She loved beautiful things, and she was well-known for her exquisite taste in fine European antiques. Despite her dislike of cooking, she knew how to set an elegant yet gracious table, and she decorated her home with brocades, lace, silver, porcelain, and objets d’art. With my grandfather’s encouragement, she and my mother opened an antique gallery on Chicago’s South Side and traveled to Europe in search of antiques to fill it. (Here she is with my mother, Joan Schiavon, on September 2, 1950, on the Rhone Glacier). My mother used to joke that my grandmother was her own best customer.

She also had a passion for driving and was pulled over more than a few times for speeding. On one occasion, she rolled down her window and regarded the young officer with her motherly eyes, smiling sweetly, as he told her that he had tried to pull her over but she had kept right on going. “Well, Officer,” she said, “how could that be? Why, with those handsome eyes of yours, I would have stopped on a dime!” He laughed and let her go on her way.

Another time, she was stopped for making an illegal left turn. “The sign says ‘No Left Turn,’ Ma’am,” the officer said to her. “You can’t turn there.” Nana smiled triumphantly. “Well, sir, I did, didn’t I?”

When I was about four years old, my parents moved our family to a two-flat brick house in Chicago, owned by my grandparents.
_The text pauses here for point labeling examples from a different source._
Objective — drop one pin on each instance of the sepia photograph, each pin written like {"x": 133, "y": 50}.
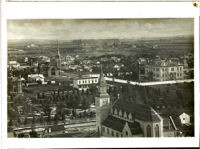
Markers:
{"x": 95, "y": 78}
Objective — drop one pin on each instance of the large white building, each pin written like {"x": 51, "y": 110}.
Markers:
{"x": 85, "y": 81}
{"x": 163, "y": 71}
{"x": 125, "y": 119}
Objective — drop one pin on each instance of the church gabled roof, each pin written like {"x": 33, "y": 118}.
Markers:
{"x": 119, "y": 124}
{"x": 102, "y": 81}
{"x": 140, "y": 111}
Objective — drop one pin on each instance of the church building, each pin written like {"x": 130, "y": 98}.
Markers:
{"x": 123, "y": 118}
{"x": 54, "y": 68}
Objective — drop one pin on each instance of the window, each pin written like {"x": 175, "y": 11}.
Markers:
{"x": 127, "y": 133}
{"x": 53, "y": 71}
{"x": 112, "y": 133}
{"x": 157, "y": 131}
{"x": 103, "y": 128}
{"x": 148, "y": 131}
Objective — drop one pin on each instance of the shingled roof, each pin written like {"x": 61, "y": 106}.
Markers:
{"x": 118, "y": 125}
{"x": 140, "y": 111}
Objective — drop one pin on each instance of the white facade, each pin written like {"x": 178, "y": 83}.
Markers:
{"x": 185, "y": 118}
{"x": 163, "y": 73}
{"x": 83, "y": 83}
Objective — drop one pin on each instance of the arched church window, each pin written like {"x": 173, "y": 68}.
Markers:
{"x": 157, "y": 131}
{"x": 148, "y": 131}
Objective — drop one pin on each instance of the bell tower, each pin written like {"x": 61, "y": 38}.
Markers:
{"x": 102, "y": 102}
{"x": 58, "y": 59}
{"x": 19, "y": 86}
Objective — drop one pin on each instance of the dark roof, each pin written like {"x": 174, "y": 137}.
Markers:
{"x": 140, "y": 111}
{"x": 118, "y": 124}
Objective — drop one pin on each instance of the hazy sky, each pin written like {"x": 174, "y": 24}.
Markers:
{"x": 98, "y": 28}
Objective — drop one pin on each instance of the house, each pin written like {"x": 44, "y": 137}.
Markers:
{"x": 162, "y": 70}
{"x": 85, "y": 81}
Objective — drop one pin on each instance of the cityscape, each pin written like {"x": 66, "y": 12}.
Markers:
{"x": 100, "y": 78}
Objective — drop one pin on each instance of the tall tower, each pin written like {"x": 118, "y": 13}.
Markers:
{"x": 58, "y": 59}
{"x": 102, "y": 102}
{"x": 19, "y": 86}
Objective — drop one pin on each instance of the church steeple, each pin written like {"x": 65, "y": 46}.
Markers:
{"x": 58, "y": 58}
{"x": 102, "y": 83}
{"x": 19, "y": 85}
{"x": 102, "y": 103}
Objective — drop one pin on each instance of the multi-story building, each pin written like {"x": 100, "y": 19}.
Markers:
{"x": 84, "y": 82}
{"x": 126, "y": 119}
{"x": 164, "y": 70}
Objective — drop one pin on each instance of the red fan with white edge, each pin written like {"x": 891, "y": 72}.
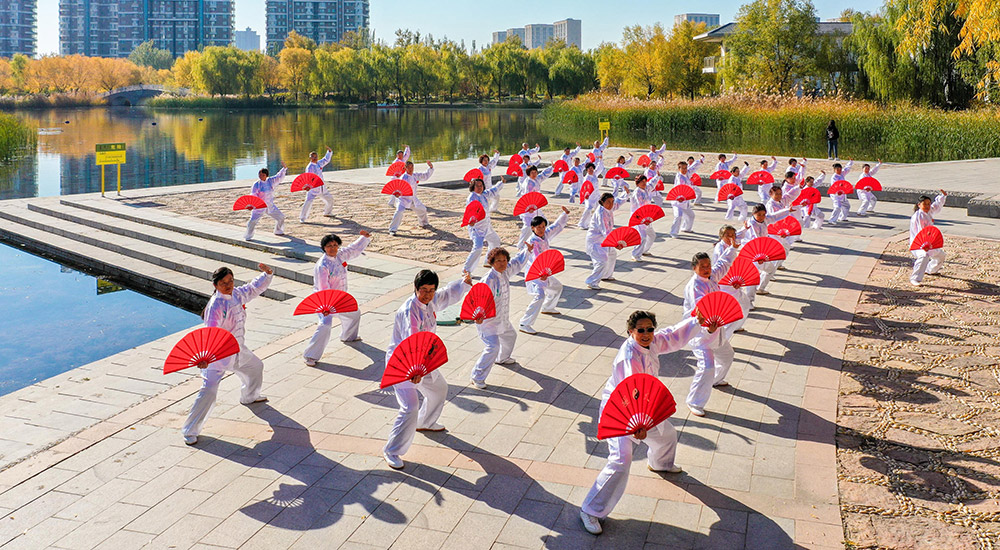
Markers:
{"x": 762, "y": 249}
{"x": 645, "y": 214}
{"x": 617, "y": 173}
{"x": 625, "y": 236}
{"x": 327, "y": 302}
{"x": 585, "y": 191}
{"x": 479, "y": 304}
{"x": 306, "y": 181}
{"x": 681, "y": 193}
{"x": 547, "y": 263}
{"x": 868, "y": 183}
{"x": 396, "y": 169}
{"x": 787, "y": 227}
{"x": 718, "y": 307}
{"x": 249, "y": 202}
{"x": 417, "y": 355}
{"x": 640, "y": 402}
{"x": 929, "y": 238}
{"x": 760, "y": 177}
{"x": 741, "y": 273}
{"x": 530, "y": 202}
{"x": 729, "y": 191}
{"x": 201, "y": 347}
{"x": 842, "y": 186}
{"x": 474, "y": 213}
{"x": 397, "y": 188}
{"x": 474, "y": 174}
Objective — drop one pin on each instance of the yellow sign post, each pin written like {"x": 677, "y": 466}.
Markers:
{"x": 111, "y": 153}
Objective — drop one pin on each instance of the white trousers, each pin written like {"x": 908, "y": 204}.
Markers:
{"x": 349, "y": 323}
{"x": 311, "y": 195}
{"x": 928, "y": 261}
{"x": 412, "y": 413}
{"x": 401, "y": 206}
{"x": 611, "y": 482}
{"x": 250, "y": 370}
{"x": 713, "y": 366}
{"x": 257, "y": 213}
{"x": 499, "y": 343}
{"x": 604, "y": 263}
{"x": 544, "y": 297}
{"x": 487, "y": 240}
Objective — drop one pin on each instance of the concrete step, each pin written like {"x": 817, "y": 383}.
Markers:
{"x": 162, "y": 256}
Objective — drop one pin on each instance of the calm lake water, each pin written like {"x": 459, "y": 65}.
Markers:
{"x": 65, "y": 319}
{"x": 167, "y": 147}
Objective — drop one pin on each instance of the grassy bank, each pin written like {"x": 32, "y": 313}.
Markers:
{"x": 16, "y": 138}
{"x": 896, "y": 133}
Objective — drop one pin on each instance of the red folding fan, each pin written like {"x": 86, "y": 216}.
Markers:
{"x": 396, "y": 169}
{"x": 201, "y": 347}
{"x": 868, "y": 183}
{"x": 479, "y": 304}
{"x": 617, "y": 173}
{"x": 718, "y": 307}
{"x": 761, "y": 177}
{"x": 249, "y": 202}
{"x": 585, "y": 191}
{"x": 728, "y": 191}
{"x": 327, "y": 302}
{"x": 474, "y": 174}
{"x": 417, "y": 355}
{"x": 306, "y": 181}
{"x": 842, "y": 186}
{"x": 741, "y": 273}
{"x": 681, "y": 193}
{"x": 929, "y": 238}
{"x": 762, "y": 249}
{"x": 788, "y": 226}
{"x": 625, "y": 236}
{"x": 530, "y": 202}
{"x": 397, "y": 188}
{"x": 474, "y": 213}
{"x": 640, "y": 402}
{"x": 546, "y": 264}
{"x": 645, "y": 214}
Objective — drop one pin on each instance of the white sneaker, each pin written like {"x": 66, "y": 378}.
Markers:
{"x": 394, "y": 461}
{"x": 591, "y": 523}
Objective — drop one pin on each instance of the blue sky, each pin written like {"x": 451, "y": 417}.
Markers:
{"x": 454, "y": 18}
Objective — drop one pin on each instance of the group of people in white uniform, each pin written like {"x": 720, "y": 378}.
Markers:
{"x": 709, "y": 343}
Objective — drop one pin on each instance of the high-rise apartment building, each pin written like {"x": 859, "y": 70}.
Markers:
{"x": 323, "y": 21}
{"x": 17, "y": 28}
{"x": 113, "y": 28}
{"x": 569, "y": 31}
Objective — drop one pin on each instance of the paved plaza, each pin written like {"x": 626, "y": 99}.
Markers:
{"x": 94, "y": 458}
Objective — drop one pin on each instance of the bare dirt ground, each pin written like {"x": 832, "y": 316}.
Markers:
{"x": 918, "y": 433}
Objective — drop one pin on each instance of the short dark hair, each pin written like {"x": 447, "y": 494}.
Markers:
{"x": 331, "y": 238}
{"x": 496, "y": 252}
{"x": 637, "y": 316}
{"x": 425, "y": 277}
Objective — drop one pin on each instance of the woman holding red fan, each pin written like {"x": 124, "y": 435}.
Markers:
{"x": 227, "y": 309}
{"x": 640, "y": 353}
{"x": 417, "y": 314}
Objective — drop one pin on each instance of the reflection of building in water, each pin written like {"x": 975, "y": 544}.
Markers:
{"x": 164, "y": 168}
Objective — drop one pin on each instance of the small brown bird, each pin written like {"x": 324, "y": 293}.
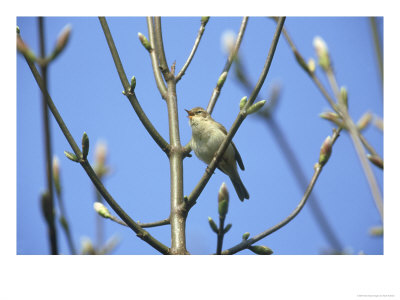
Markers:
{"x": 207, "y": 136}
One day I went upstairs to visit my grandparents and learned that Nana was awaiting her hairdresser, who came to the house regularly to wash and set her hair, as Nana was now blind and couldn’t get out of the house easily any more. I must have been about 4 years old. I told her that I would be happy to do her hair for her. Well, she was so thrilled that she called her hairdresser immediately and cancelled her appointment, explaining that her granddaughter would take over that day. We were in my grandfather’s darkly paneled den. My grandmother put the phone down and felt for my hand. “Go ahead, dear,” she directed.

I went to work, lathering up her hair and loving the sudsy sound it made when it was wet. “Oh, this feels wonderful!” Nana said, touching her hair. “It’s so soft. I don’t think I’ll ever need to call anyone else to wash my hair again. I’ll just have you do it all the time.” I stood a little taller and proudly continued lathering.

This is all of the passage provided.